ZIEGENHAIN. So hatte er sich seinen Start in der Hephata-Werkstatt in Ziegenhain nicht vorgestellt: Der Arbeitsbeginn von Martin Burger fiel zusammen mit der pandemiebedingten Schließung der Werkstätten für Menschen mit Behinderungen (WfbM) in ganz Hessen. Doch der neue Leiter der Abteilung Technische Fertigung der Hephata-WfbM nahm es sportlich und nutzte die Zeit, sich intensiv einzuarbeiten.

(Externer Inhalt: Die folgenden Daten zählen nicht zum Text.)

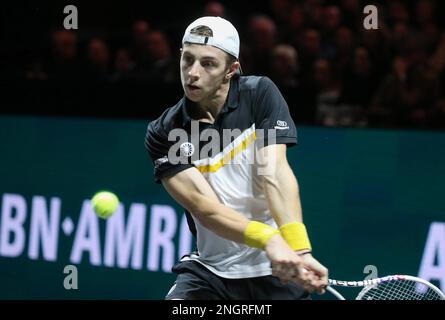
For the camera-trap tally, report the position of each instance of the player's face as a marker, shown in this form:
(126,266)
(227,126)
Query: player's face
(203,70)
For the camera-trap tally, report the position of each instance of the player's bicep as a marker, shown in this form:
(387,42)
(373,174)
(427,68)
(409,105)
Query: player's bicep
(190,189)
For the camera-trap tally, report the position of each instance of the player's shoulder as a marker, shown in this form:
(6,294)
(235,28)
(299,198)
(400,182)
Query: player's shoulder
(168,120)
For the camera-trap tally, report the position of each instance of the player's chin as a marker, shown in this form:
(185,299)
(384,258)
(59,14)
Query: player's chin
(193,96)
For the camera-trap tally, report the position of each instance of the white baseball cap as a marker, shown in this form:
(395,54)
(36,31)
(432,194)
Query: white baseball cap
(225,36)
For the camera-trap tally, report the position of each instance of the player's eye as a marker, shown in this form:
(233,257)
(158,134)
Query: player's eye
(208,64)
(187,60)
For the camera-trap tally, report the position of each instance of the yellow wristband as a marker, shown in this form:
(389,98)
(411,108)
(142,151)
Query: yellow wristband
(295,235)
(257,234)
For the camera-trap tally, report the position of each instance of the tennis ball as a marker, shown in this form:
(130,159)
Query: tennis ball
(105,203)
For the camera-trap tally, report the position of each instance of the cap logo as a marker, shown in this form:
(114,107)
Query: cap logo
(202,31)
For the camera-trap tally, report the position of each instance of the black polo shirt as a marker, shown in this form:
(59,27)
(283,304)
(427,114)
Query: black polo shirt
(252,103)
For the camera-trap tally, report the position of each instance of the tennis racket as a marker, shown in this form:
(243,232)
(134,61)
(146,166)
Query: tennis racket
(395,287)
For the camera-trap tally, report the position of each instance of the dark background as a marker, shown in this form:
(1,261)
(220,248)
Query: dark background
(324,89)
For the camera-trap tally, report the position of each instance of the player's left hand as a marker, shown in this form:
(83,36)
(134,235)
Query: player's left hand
(319,279)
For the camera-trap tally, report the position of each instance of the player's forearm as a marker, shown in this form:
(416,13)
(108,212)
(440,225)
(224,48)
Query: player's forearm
(222,220)
(282,193)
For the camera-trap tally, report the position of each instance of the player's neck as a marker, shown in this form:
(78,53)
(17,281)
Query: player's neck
(209,109)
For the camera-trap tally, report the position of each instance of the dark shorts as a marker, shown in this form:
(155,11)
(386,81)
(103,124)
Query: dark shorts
(196,282)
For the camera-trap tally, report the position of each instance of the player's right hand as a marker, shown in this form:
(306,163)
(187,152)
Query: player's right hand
(288,266)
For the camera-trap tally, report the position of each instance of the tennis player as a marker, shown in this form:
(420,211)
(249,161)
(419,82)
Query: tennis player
(251,242)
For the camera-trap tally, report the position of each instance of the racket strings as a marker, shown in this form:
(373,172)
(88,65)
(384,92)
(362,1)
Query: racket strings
(400,290)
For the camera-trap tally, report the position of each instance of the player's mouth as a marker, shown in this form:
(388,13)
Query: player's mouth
(193,88)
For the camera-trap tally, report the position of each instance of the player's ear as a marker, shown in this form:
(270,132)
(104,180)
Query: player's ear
(232,71)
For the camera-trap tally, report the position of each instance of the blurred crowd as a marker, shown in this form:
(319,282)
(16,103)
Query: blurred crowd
(330,69)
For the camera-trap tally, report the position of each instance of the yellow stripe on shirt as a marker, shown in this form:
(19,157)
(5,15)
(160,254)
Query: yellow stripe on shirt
(227,158)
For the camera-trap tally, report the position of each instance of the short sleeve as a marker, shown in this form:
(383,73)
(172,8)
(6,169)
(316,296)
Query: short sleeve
(158,145)
(272,115)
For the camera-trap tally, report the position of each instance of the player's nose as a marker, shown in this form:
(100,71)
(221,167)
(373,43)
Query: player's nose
(194,71)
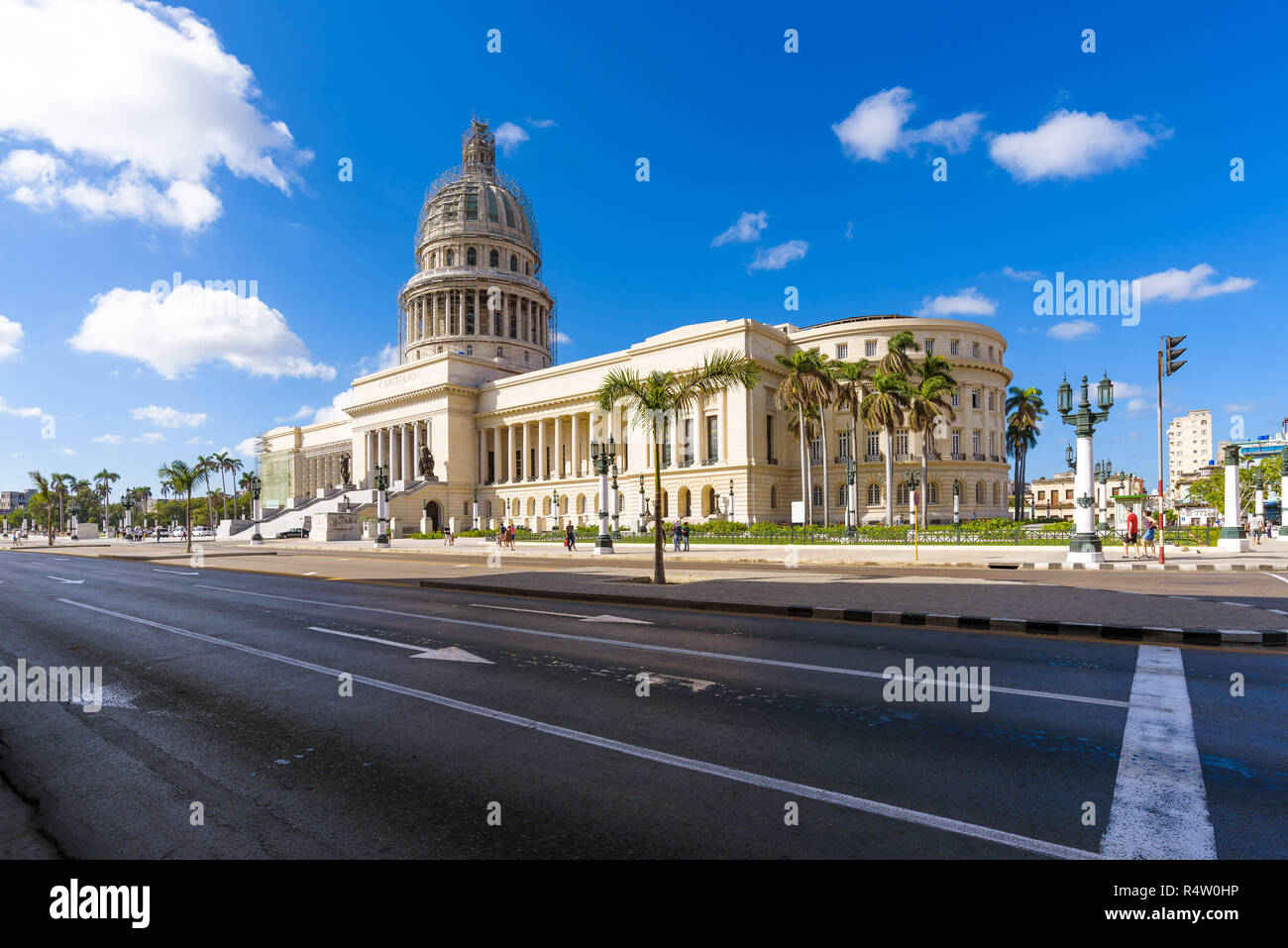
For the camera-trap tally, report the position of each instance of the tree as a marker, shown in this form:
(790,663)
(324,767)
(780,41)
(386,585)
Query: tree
(928,401)
(884,407)
(103,480)
(1024,412)
(180,478)
(668,394)
(806,382)
(46,494)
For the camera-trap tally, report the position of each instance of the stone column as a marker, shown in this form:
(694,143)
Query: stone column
(1233,536)
(575,446)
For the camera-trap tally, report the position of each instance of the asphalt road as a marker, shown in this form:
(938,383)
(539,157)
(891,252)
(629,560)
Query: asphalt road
(224,687)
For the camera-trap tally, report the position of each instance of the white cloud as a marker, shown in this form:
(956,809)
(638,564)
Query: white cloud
(1072,145)
(134,104)
(167,416)
(778,257)
(745,230)
(18,412)
(11,337)
(969,301)
(1073,329)
(509,137)
(193,325)
(1194,283)
(876,128)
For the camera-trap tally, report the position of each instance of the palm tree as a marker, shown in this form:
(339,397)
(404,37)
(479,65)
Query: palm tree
(104,479)
(180,478)
(1024,411)
(928,401)
(884,408)
(806,382)
(46,493)
(651,399)
(896,361)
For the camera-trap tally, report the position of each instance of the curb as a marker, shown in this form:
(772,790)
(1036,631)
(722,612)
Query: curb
(1198,636)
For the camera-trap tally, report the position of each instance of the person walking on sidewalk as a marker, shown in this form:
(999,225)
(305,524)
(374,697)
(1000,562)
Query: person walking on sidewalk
(1131,536)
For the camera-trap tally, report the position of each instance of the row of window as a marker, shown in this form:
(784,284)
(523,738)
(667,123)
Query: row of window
(452,256)
(927,347)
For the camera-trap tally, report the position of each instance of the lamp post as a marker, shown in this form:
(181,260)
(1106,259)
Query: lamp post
(256,485)
(601,456)
(1083,544)
(381,506)
(1103,472)
(1233,536)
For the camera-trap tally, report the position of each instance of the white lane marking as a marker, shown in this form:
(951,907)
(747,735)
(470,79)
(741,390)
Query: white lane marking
(854,802)
(449,655)
(647,647)
(566,614)
(1159,809)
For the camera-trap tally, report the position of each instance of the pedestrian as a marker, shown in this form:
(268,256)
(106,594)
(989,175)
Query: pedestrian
(1131,537)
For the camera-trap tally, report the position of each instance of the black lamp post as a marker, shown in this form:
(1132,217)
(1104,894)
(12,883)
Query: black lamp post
(381,500)
(256,485)
(1083,544)
(601,456)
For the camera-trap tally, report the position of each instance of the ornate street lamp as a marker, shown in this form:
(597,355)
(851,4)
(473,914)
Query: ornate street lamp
(381,506)
(1083,543)
(256,485)
(601,459)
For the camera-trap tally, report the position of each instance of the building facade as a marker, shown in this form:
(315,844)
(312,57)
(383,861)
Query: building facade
(478,407)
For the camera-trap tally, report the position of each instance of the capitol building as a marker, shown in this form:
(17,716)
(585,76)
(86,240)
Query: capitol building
(480,407)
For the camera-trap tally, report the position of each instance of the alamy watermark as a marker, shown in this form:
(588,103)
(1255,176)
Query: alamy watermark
(1064,296)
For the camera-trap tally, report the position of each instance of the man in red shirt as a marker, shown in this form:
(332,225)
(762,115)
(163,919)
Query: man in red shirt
(1131,536)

Wie sein Vorgänger Detlef Schwierzeck hat Burger sein Büro ganz oben, unterm Dach. Doch in den vergangenen Wochen und Monaten hat er sein Büro nur wenig gesehen, dafür aber umso mehr die Fertigungshalle der Werkstatt: „Ich habe selbst die große Fräsmaschine bedient“, sagt der 47-Jährige nicht ohne Stolz. Keine Frage: Die Maschinen in der Metallwerkstatt an der Feuerwache in Ziegenhain faszinieren ihn, aber mehr noch die Menschen, die daran arbeiten.

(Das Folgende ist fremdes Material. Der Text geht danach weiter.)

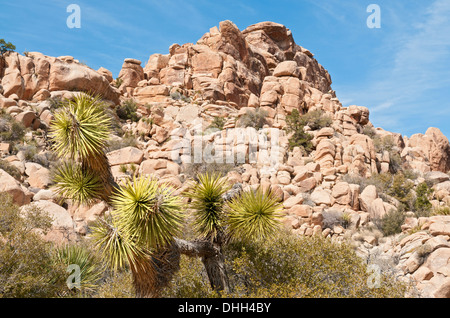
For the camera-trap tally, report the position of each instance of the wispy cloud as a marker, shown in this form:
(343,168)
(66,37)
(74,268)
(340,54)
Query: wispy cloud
(413,63)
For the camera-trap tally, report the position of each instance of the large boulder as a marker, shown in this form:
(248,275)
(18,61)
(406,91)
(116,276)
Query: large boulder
(27,75)
(8,184)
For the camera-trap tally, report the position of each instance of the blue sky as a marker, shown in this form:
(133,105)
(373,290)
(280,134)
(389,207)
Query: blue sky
(400,71)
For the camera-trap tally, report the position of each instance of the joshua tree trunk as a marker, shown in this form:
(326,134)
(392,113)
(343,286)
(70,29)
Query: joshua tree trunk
(212,258)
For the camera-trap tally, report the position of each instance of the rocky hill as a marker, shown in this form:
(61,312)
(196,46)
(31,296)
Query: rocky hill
(234,93)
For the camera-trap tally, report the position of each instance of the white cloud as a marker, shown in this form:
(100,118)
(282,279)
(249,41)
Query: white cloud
(413,68)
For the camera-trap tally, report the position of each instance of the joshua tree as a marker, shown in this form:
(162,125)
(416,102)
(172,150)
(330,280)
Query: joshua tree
(6,47)
(142,231)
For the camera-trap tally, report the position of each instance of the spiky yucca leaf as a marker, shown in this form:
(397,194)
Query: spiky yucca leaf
(80,128)
(207,202)
(147,210)
(118,247)
(253,215)
(78,184)
(90,273)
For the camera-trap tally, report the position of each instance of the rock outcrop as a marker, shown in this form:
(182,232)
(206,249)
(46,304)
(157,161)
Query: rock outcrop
(36,75)
(190,104)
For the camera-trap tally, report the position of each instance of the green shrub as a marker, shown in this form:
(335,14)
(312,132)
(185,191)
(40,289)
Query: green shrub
(10,169)
(391,222)
(299,138)
(55,102)
(90,271)
(316,119)
(444,210)
(387,143)
(179,96)
(127,110)
(190,281)
(117,82)
(253,118)
(287,266)
(6,47)
(128,140)
(117,284)
(217,123)
(422,204)
(27,263)
(10,129)
(369,131)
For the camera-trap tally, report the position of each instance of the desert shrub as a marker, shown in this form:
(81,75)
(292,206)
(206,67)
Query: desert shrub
(192,170)
(299,138)
(287,266)
(117,82)
(127,110)
(387,143)
(10,129)
(380,181)
(253,118)
(116,284)
(422,204)
(391,222)
(332,218)
(10,169)
(316,119)
(190,281)
(369,131)
(27,263)
(6,47)
(55,102)
(217,123)
(444,210)
(89,264)
(179,96)
(128,140)
(29,150)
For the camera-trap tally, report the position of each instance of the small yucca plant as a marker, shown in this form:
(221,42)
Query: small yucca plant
(253,215)
(207,202)
(79,133)
(148,211)
(146,217)
(73,182)
(90,272)
(80,129)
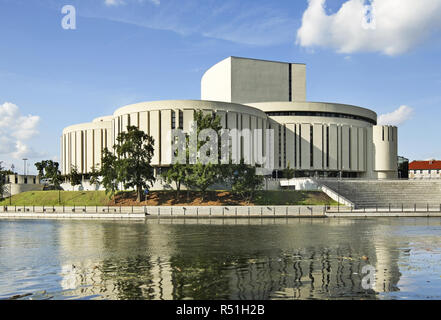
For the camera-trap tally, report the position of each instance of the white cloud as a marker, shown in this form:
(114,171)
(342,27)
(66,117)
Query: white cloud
(15,130)
(113,3)
(116,3)
(397,25)
(397,117)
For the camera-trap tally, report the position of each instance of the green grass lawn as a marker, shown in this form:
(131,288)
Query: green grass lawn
(99,198)
(50,198)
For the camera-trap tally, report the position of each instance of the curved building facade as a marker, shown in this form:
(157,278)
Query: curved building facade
(315,138)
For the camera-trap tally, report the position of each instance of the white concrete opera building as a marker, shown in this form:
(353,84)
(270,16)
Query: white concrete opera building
(315,138)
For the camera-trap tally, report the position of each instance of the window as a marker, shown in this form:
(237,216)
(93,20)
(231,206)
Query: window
(280,146)
(327,147)
(173,120)
(311,146)
(284,146)
(320,114)
(181,120)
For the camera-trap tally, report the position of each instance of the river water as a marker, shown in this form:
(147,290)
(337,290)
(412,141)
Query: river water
(221,259)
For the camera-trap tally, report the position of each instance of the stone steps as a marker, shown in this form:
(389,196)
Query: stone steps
(382,193)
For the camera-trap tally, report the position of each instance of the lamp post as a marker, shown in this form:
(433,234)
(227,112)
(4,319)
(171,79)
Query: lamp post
(24,169)
(338,184)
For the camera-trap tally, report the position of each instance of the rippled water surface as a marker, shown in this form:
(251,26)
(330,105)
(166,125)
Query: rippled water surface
(220,259)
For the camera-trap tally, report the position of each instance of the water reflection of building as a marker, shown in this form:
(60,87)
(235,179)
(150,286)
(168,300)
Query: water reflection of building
(177,261)
(116,273)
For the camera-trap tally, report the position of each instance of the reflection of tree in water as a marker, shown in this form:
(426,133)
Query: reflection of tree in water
(200,277)
(250,263)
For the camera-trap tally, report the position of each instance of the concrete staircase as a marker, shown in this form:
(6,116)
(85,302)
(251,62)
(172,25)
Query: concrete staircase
(382,193)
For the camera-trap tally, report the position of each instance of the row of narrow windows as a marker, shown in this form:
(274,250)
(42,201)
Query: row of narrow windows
(320,114)
(298,146)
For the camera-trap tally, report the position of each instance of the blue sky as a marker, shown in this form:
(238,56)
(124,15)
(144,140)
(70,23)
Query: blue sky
(127,51)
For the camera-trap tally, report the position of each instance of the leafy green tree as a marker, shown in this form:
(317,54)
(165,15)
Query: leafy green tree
(95,176)
(289,172)
(49,169)
(176,174)
(201,176)
(135,151)
(245,182)
(74,176)
(41,167)
(2,181)
(109,172)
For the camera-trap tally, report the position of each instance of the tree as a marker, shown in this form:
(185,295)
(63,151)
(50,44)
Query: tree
(135,152)
(48,169)
(2,181)
(74,176)
(109,172)
(288,172)
(176,174)
(245,182)
(94,176)
(201,176)
(53,173)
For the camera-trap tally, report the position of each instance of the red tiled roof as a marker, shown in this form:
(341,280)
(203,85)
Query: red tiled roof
(425,165)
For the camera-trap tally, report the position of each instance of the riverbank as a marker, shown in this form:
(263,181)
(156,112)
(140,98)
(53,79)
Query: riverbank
(106,212)
(166,198)
(182,212)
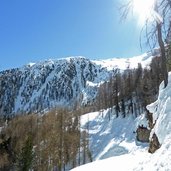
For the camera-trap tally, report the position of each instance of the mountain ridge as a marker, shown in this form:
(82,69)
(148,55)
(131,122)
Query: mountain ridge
(41,86)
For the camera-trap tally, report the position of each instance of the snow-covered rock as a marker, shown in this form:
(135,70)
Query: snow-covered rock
(138,159)
(51,83)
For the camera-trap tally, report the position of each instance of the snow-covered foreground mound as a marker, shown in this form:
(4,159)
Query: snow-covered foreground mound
(106,139)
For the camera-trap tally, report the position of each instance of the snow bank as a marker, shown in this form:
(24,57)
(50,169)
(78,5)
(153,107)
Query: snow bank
(136,158)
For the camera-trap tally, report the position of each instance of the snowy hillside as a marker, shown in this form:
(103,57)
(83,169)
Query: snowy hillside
(115,138)
(44,85)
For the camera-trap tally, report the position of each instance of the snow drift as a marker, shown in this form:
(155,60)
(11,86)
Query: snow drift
(137,157)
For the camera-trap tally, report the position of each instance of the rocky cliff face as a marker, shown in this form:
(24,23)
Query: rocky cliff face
(41,86)
(52,83)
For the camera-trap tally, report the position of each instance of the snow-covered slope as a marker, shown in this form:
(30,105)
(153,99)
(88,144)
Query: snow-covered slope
(134,157)
(44,85)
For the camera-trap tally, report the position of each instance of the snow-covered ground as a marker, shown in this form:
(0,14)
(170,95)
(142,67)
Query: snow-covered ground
(114,140)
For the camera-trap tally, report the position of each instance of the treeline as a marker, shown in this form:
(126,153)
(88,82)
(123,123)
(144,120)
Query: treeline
(130,91)
(49,142)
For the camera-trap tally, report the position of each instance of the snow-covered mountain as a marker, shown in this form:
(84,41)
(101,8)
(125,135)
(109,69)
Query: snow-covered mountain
(40,86)
(114,140)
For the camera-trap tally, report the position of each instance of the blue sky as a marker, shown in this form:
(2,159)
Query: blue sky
(34,30)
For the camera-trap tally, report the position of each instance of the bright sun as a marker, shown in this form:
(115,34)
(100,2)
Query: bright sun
(144,9)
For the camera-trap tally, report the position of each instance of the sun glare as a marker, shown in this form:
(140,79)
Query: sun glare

Burger ist gelernter Heilerziehungspfleger, vor 15 Jahren begann er seine Ausbildung an der Hephata-Akademie. Das Anerkennungsjahr als angehender Heilerziehungspfleger absolvierte er in der Beruflichen Bildung und in einem Praktikum in der Werkstatt am Lindenplatz, wo er auch Detlef Schwierzeck kennenlernte – den er nun, einige Jahre später, in seiner Funktion als Leiter der Technischen Fertigung beerbte.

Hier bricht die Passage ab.